Exploring The Mathematics Of Stochastic Gradient Descent

Stochastic Gradient Descent (SGD) is a powerful optimization algorithm used in Machine Learning to find the solution of optimization objectives. It is ubiquitous in neural networks and large-scale machine learning, and is a key component in many Deep Learning models. This post will provide an overview of the mathematics behind SGD, and how it works in practice.

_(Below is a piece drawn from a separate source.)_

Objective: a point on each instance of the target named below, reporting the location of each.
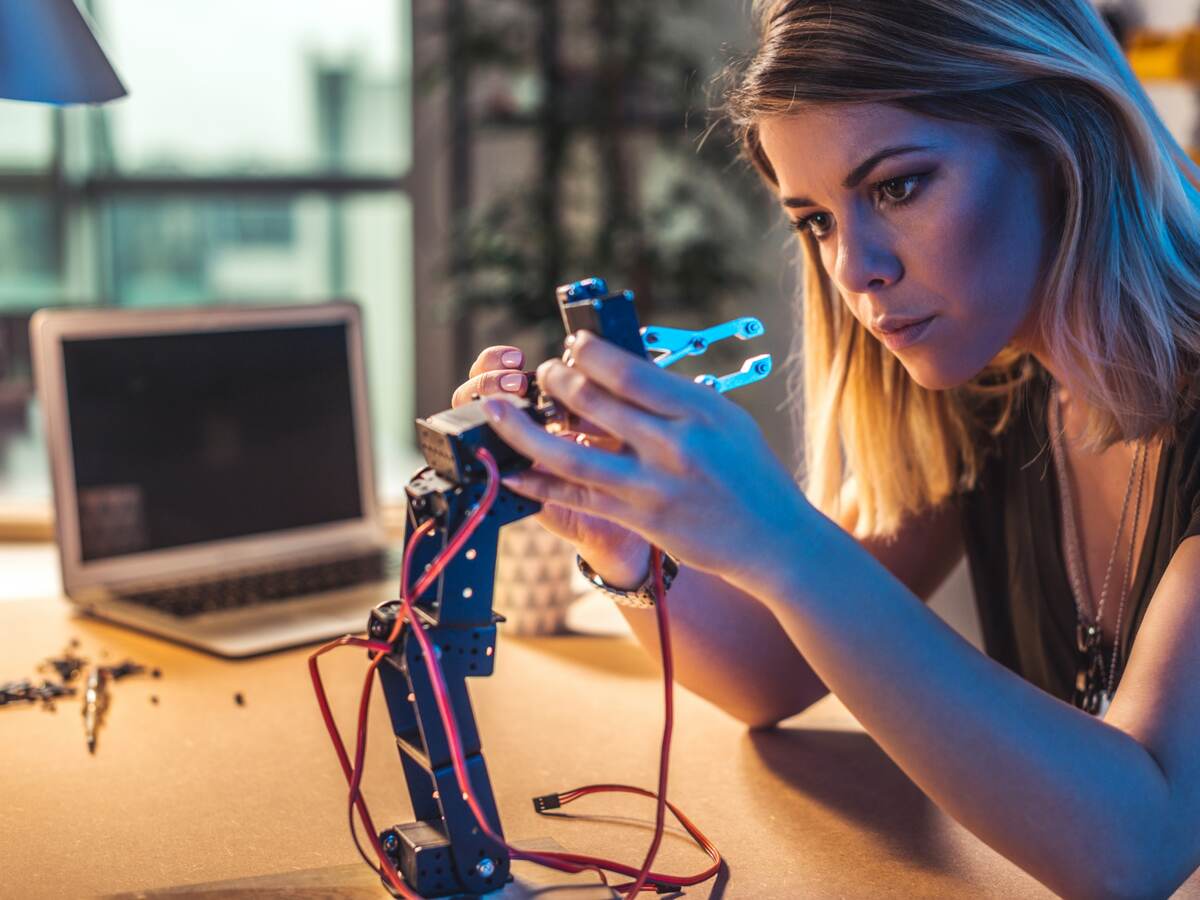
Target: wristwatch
(640, 598)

At its core, the concept of SGD revolves around an optimization objective of the form:

$\hat{y}={\min }_{\mathbf{\theta }}f(\mathbf{\theta })$

Where $\mathbf{\theta }$ is a set of model parameters (or a vector of weights and biases) and $f(\mathbf{\theta })$ is the objective (or cost) function. The goal of SGD is to find the vector $\mathbf{\theta }$ that minimizes the objective.

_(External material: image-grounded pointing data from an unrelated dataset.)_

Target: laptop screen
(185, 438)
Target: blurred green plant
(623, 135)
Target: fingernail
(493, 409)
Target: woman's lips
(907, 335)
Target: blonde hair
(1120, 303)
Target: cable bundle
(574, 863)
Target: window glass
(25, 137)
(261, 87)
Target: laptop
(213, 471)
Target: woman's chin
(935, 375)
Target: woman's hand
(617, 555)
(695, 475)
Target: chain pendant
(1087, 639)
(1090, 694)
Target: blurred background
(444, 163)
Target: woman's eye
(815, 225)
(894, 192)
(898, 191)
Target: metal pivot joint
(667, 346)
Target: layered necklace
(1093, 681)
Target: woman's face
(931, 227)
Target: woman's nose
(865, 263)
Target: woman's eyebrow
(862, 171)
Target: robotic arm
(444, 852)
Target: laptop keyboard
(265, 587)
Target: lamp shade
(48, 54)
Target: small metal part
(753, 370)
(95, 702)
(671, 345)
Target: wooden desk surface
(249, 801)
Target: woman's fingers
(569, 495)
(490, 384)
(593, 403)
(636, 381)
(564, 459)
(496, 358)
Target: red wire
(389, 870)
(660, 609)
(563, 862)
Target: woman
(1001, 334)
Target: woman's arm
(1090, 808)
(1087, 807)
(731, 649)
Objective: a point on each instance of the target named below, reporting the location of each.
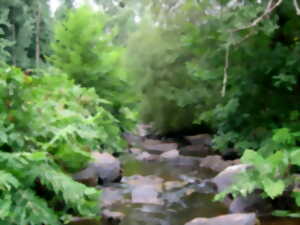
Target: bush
(83, 49)
(163, 68)
(48, 126)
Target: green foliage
(163, 68)
(270, 174)
(19, 31)
(83, 50)
(48, 126)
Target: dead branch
(270, 7)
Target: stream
(180, 204)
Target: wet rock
(138, 180)
(200, 150)
(170, 155)
(145, 194)
(135, 151)
(204, 139)
(252, 203)
(227, 177)
(175, 198)
(206, 187)
(231, 219)
(170, 185)
(104, 167)
(143, 129)
(188, 179)
(189, 191)
(186, 161)
(157, 146)
(111, 217)
(216, 163)
(111, 196)
(152, 209)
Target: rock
(135, 151)
(231, 219)
(206, 187)
(138, 180)
(143, 129)
(145, 156)
(157, 146)
(252, 203)
(111, 196)
(170, 185)
(145, 194)
(170, 155)
(204, 139)
(216, 163)
(226, 178)
(186, 161)
(133, 140)
(104, 167)
(112, 217)
(199, 150)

At each iteration $t$, SGD updates the vector $\mathbf{\theta }$ using:

${\mathbf{\theta }}_{t+1}={\mathbf{\theta }}_t+{\eta }_t(y_t-{\mathbf{\theta }}_t)$

where ${\eta }_t$ is the learning rate and $y_t$ is the gradient of the objective at iteration $t$. The gradient can be computed using the chain rule:

$y_t=\frac{\partial f}{\partial {\mathbf{\theta }}_t}$

Using this equation, SGD can be used to find the optimal solution to the objective. In practice, it is often preferable to use a mini-batch of data points (i.e., a subset of the dataset) at each iteration in order to reduce the computational cost. Additionally, SGD can be adapted to use various forms of regularization, such as weight decay, which can help alleviate the problem of overfitting.

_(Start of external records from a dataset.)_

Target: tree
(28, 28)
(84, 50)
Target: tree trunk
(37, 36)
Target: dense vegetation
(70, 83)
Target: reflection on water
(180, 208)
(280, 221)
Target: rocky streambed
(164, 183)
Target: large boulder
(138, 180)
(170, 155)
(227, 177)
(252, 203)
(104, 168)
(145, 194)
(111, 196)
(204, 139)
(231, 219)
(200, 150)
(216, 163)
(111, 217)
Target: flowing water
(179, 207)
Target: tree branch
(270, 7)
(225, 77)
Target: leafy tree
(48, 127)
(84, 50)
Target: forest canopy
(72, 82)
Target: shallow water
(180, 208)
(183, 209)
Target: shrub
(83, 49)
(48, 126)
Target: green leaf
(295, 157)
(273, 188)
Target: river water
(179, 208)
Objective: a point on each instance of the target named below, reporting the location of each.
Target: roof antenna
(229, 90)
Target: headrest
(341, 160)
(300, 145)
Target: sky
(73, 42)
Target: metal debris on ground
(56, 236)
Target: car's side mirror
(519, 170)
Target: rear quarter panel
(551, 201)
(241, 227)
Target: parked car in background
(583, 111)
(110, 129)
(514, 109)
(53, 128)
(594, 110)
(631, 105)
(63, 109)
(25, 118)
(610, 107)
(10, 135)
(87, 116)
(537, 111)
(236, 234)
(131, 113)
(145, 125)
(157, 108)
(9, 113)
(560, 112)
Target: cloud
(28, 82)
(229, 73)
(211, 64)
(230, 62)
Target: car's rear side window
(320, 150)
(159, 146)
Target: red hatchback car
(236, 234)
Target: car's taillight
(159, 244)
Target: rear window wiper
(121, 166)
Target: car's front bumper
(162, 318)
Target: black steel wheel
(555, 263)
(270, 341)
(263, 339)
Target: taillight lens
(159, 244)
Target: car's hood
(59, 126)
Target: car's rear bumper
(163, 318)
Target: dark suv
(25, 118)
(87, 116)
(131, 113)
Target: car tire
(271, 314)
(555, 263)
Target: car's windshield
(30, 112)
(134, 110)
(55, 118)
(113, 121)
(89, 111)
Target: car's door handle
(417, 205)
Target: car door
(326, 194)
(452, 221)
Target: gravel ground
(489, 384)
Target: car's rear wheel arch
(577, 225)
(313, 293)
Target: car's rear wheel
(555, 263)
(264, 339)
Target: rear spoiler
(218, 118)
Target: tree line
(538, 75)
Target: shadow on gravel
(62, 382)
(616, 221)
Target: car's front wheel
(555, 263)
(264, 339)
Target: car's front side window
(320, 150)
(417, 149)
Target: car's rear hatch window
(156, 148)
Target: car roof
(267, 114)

To illustrate the use of SGD, let's look at a simple linear regression model. The objective function can be written as:

$f(\mathbf{\theta })=\frac{1}{n}{\sum }_{i=1}^n(y_i-{\mathbf{\theta }}^T{\mathbf{x}}_i{)}^2$

Where $y_i$ is the target value and ${\mathbf{x}}_i$ is the input vector for data point $i$. The gradient can be computed using the chain rule:

$\frac{\partial f}{\partial \mathbf{\theta }}=-2\frac{1}{n}{\sum }_{i=1}^n(y_i-{\mathbf{\theta }}^T{\mathbf{x}}_i){\mathbf{x}}_i$

We can then use SGD to update the parameters of the linear regression model using the gradient at each step:

# n_samples is the number of data points
# x_train is the input data points
# y_train is the target values
# theta is the parameter vector   
# learning_rate is the learning rate

for t in range(n_samples):
    # compute the gradient at iteration t
    gradient = -2/n_samples * np.dot(x_train[t], (y_train[t] - np.dot(x_train[t], theta)))
    # update the parameter vector
    theta = theta + learning_rate * gradient

SGD is a powerful optimization algorithm that can be used to solve a variety of optimization objectives. It is relatively fast, scalable, and can easily incorporate more complex loss functions and regularization techniques. But as with any algorithm, it is important to ensure that the learning rate is not too large, as this can lead to numerical problems or suboptimal solutions.